Are there any other status that should be different?  They seemed to be
fairly straight forward, but there may be good arguments for them to be
changed.

my %Status_Map = (
Online  = 'OK',
Offline = 'CRITICAL',
Degraded= 'CRITICAL',
Failed  = 'CRITICAL',
Building= 'WARNING',
Rebuild = 'WARNING',
'Hot spare' = 'OK',
Unused  = 'OK',
Scrubbing   = 'WARNING',
Invalid = 'CRITICAL',
);

l8rZ,
-- 
andrew - ICQ# 253198 - JID: [EMAIL PROTECTED]

BOFH excuse of the day: Windows 95 undocumented feature



Re: Nagios check_bioctl available

2006-07-31 Thread andrew fresh
On Sun, Jul 30, 2006 at 03:03:26AM +0200, Wijnand Wiersma wrote:
 2006/7/29, andrew fresh [EMAIL PROTECTED]:
 One thing I ran into is that bioctl needs to run as root to get access
 to /dev/bio, even for read only access.  Is there a way to query bioctl
 without needing root?
 
 Well, I think you only need the status of the drives and that is
 availlable using sysctl hw.sensors in current (you already mentioned
 sysctl).
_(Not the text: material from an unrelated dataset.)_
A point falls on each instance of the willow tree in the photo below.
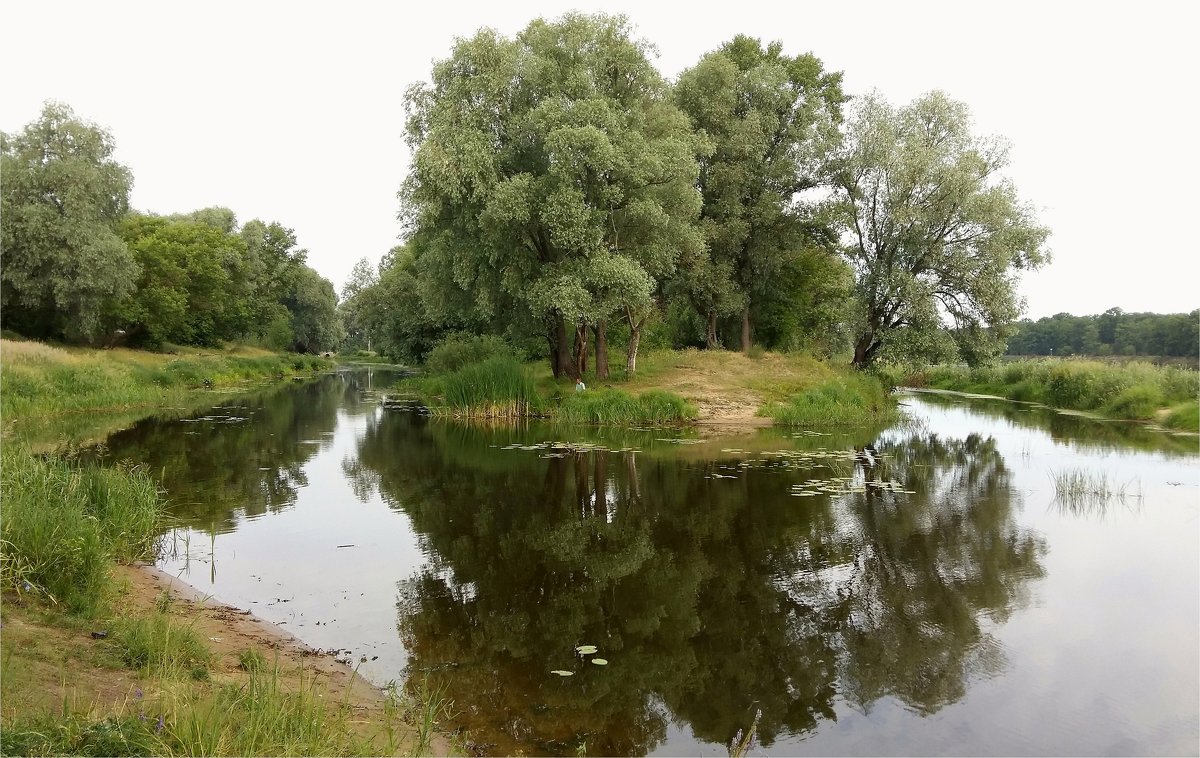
(63, 263)
(552, 175)
(773, 120)
(935, 234)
A monitoring system should not use the capabilities of
 bioctl, it just needs to know the status and report that.

If that is the case, then this check will become obsolete.  That would
be nice!  I will have to go put -current on my test box and try it out.  
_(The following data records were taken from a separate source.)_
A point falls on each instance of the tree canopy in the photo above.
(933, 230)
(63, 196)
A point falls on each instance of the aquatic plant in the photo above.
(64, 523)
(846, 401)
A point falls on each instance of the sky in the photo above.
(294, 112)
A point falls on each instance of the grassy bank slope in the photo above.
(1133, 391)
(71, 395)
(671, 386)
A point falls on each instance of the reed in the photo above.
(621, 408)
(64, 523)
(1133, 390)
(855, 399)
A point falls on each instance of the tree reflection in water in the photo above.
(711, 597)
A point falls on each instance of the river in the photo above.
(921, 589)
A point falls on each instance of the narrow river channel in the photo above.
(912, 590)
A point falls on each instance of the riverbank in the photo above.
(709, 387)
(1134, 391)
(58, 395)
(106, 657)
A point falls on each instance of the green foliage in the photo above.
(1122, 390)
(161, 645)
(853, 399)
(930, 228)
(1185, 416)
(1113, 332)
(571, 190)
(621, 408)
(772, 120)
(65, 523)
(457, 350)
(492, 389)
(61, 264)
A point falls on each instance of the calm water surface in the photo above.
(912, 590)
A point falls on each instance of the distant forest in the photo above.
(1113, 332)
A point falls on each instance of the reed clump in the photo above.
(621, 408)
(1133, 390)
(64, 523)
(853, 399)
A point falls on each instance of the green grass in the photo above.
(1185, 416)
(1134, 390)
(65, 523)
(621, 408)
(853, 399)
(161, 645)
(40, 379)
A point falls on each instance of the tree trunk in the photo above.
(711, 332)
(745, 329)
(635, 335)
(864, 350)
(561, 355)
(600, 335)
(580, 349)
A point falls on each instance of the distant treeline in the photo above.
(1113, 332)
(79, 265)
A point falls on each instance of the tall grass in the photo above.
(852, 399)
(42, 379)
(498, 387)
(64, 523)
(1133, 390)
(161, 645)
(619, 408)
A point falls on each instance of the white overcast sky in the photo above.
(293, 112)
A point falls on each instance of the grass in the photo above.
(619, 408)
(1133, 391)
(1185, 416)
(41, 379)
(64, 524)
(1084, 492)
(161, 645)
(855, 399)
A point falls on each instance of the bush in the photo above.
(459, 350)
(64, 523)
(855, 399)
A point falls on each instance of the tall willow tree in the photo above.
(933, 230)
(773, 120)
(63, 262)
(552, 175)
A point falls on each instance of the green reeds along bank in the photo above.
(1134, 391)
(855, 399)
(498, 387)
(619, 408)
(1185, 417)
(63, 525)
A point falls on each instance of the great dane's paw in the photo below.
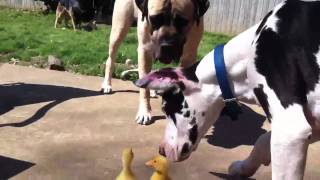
(106, 89)
(144, 118)
(237, 169)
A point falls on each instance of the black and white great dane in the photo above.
(275, 63)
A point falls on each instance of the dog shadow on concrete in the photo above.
(20, 94)
(11, 167)
(243, 131)
(228, 177)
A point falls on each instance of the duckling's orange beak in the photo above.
(150, 163)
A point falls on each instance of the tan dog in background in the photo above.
(167, 30)
(64, 13)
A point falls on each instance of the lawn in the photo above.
(31, 37)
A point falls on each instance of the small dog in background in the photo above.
(77, 11)
(64, 13)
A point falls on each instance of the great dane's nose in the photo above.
(162, 151)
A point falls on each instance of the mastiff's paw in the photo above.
(106, 89)
(144, 118)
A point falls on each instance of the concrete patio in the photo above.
(56, 125)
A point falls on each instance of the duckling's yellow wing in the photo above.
(126, 176)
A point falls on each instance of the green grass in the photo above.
(25, 35)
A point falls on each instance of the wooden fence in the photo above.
(234, 16)
(22, 4)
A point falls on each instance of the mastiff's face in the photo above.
(169, 23)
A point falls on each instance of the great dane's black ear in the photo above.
(143, 6)
(200, 8)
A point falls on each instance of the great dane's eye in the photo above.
(180, 22)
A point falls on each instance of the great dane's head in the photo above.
(170, 22)
(190, 108)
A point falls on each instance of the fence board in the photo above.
(234, 16)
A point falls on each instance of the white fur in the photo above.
(288, 142)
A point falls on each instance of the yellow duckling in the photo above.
(161, 167)
(126, 173)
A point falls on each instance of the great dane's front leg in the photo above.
(289, 143)
(144, 66)
(260, 155)
(122, 17)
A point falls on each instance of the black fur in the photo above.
(193, 134)
(200, 8)
(143, 6)
(173, 103)
(190, 72)
(263, 22)
(263, 100)
(187, 114)
(185, 148)
(286, 58)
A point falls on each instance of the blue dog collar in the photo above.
(233, 108)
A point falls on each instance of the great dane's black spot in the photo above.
(193, 134)
(185, 105)
(185, 148)
(190, 72)
(187, 114)
(263, 22)
(263, 100)
(193, 121)
(287, 57)
(173, 103)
As it is, on my 3.9-stable box, the output from sysctl if it is
available does not seem very reliable:

hw.sensors.29=esm0, Drive 0, drive, online
hw.sensors.30=esm0, Drive 1, drive, online
hw.sensors.31=esm0, Drive 2, drive, unknown
hw.sensors.32=esm0, Drive 3, drive, unknown
hw.sensors.33=esm0, Drive 4, drive, online
hw.sensors.34=esm0, Drive 5, drive, online
hw.sensors.35=esm0, Drive 6, drive, unknown
hw.sensors.36=esm0, Drive 7, drive, unknown

$ sudo bioctl ami0
Password:
Volume  Status Size   Device
 ami0 0 Online 8984199168 sd0 RAID1
  0 Online 8984199168 0:0.0   safte0 IBM DRVS09D 0140
  1 Online 8984199168 0:1.0   safte0 IBM DRVS09D 0140
 ami0 1 Online36234592256 sd1 RAID10
  0 Online18117296128 0:3.0   safte0 QUANTUM ATLAS10K2-TY184JDA40
  1 Online18117296128 0:4.0   safte0 QUANTUM ATLAS10K2-TY184JDA40
  2 Online18117296128 0:5.0   safte0 QUANTUM ATLAS10K2-TY184JDA40
  3 Online18117296128 0:8.0   safte0 QUANTUM ATLAS10K2-TY184JDA40
 ami0 2 Hot spare  8984199168 0:2.0   safte0 IBM DMVS09M 0220
 ami0 3 Hot spare 18117296128 0:9.0   safte0 QUANTUM ATLAS 10K 18SCA UCHD


The rest of the sensors seem mostly correct though, and there are sure
enough of them!

$ sysctl hw.sensors | tail -1
hw.sensors.99=safte0, temp1, OK, temp, 27.78 degC / 82.00 degF


Also, on another box that has external disk box connected with ses, I
don't get any status for those disks in sysctl.  The disks that are
actually in the server are using safte and those show up in sysctl.  I
don't know why, so now I have this check :-)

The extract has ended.